ぶっとんだ。わたしは正直ぶっとんだ。すごいぜ、生の落語。

そして談笑師匠はもちろんだが、わたしの心は吉笑さんにグッと掴まれた。

帰り道で誓った。
必ず『渋谷らくご』に行くぞ、と。

こんな近くに落語ライブが楽しめる場所があるんだから、行かないなんてバチがあたらあ。

生まれてはじめての生の落語が談笑師匠、吉笑さんで本当によかった。俺はついている。どこまでもついているなあ、と思った。

ぷるぷるはヤバい

会の最後にひろのぶと株式会社の社長、田中泰延さん司会でのトークショーも楽しめた。

談笑師匠の「落語を海外に、という話もあるが、その必要はないと思う」という意見に深くうなづく。わたしは何でもかんでもグローバル化しようとする風潮に疑問を感じている。

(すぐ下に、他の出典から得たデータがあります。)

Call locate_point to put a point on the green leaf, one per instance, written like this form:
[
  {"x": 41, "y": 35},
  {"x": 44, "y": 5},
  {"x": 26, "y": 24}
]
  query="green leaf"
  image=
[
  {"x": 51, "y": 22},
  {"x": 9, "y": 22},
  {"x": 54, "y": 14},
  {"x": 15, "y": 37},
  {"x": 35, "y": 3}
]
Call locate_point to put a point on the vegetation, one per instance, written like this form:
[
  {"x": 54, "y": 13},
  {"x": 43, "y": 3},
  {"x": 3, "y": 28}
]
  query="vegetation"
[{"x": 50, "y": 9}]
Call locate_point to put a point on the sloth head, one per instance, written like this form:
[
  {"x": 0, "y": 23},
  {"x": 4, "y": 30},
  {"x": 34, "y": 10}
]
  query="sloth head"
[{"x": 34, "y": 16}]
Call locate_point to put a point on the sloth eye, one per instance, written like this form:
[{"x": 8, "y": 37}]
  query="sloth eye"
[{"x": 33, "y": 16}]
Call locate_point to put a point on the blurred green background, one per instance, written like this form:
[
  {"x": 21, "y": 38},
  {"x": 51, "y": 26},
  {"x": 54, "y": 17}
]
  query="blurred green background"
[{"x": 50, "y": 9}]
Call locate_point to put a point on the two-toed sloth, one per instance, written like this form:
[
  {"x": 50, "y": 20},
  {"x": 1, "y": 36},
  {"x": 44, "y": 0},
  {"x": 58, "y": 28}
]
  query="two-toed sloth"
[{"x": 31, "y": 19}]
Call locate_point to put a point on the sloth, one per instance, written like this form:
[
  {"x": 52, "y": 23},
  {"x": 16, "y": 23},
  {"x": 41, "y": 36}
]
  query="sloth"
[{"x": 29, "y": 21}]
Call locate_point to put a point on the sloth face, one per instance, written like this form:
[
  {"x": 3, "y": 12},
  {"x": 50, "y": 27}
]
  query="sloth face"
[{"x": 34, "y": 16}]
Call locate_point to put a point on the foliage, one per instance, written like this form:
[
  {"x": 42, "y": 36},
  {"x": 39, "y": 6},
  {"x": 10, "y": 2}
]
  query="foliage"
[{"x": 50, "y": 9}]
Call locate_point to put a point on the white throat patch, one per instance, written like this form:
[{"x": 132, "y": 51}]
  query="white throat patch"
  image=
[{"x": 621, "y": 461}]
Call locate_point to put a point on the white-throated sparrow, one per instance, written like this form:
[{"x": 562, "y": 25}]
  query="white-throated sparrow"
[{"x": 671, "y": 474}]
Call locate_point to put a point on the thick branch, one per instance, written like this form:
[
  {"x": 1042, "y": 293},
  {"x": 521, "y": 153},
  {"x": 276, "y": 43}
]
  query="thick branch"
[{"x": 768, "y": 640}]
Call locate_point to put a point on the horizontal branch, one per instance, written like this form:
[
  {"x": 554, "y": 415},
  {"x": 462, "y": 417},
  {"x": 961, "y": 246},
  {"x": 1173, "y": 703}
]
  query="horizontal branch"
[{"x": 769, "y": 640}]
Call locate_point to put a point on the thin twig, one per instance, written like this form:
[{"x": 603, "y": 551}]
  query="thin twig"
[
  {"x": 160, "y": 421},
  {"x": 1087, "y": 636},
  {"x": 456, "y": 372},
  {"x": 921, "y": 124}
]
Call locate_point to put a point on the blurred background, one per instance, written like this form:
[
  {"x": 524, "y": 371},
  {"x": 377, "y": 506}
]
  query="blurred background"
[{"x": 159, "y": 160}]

ふだんなら冗談の散弾銃をぶっぱなすひろのぶさんも、談笑師匠や吉笑さんの前では抑制をきかせたトークだった。わたしもあらためて人との距離のとり方に細心の意識を向けなければと思った。

左から吉笑さん、談笑師匠、ひろのぶ社長

みなさん、落語は生で味わいましょう。生とそうじゃないものとは談笑師匠曰く、アレとナニぐらい違うそうです。談笑師匠曰くですよ。


サクラサク

わたしには子どもがいない。
だが、たくさんの子どもに恵まれている。

コピーライターという仕事を長くやっていると、一度くらいは頼まれるのが名付けである。名付けといっても商品や店舗のネーミングではない。人の名前だ。つまり名付け親になるということである。責任重大である。

かくいうわたしも今から18年前、当時の部下から生まれてくる子の名前を考えて欲しい、と頼まれた。そのときはまだ男の子か女の子かわかっていない時期だったが、要望としては「すべてお任せします」とのことだった。

とんでもなく力不足だ、と思ったがこういう頼みは断るものではない。個人的にも目にかけていた部下だったので表面上は喜んでひきうけたが心の中は震えていた。

ただ、流石にその頃にはわたしもそれなりの技術を会得しており、焦りながらも冷静に、部下とそのパートナーに関して知りうる限りの情報を集め、整理するところからはじめた。

それぞれの性格、長所短所、結婚式でのスピーチ、どんな未来を夢描いているか…一つひとつの情報を精査し、残すもの、外すものを吟味した結果、自分としてはこれしかない、という名前ができた。

できたのだが、それはやや男性寄りの名前でもあった。

生まれてくる子が女の子だったらどうしよう。だけどこういう名前の女の子がいたらそれはそれで惹かれるな。そしてその子が大人になる頃にはきっと性差についての捉え方も変わっているんじゃないか。

そんなふうに思い込み、プレゼンテーションした。

結果としてクライアント(部下とその伴侶)は喜んで提案を受け入れてくれた。しかし彼らの両親や祖父母の反応はどうだっただろうか。

生まれてきた子は女の子であった。

わたしは、もちろん自信を持ってつけた名前だったので一点の後悔もない。だが、いざ当の本人にとってはどうだろうか、本当によかったのだろうか。弱気の虫が蠢いてもいた。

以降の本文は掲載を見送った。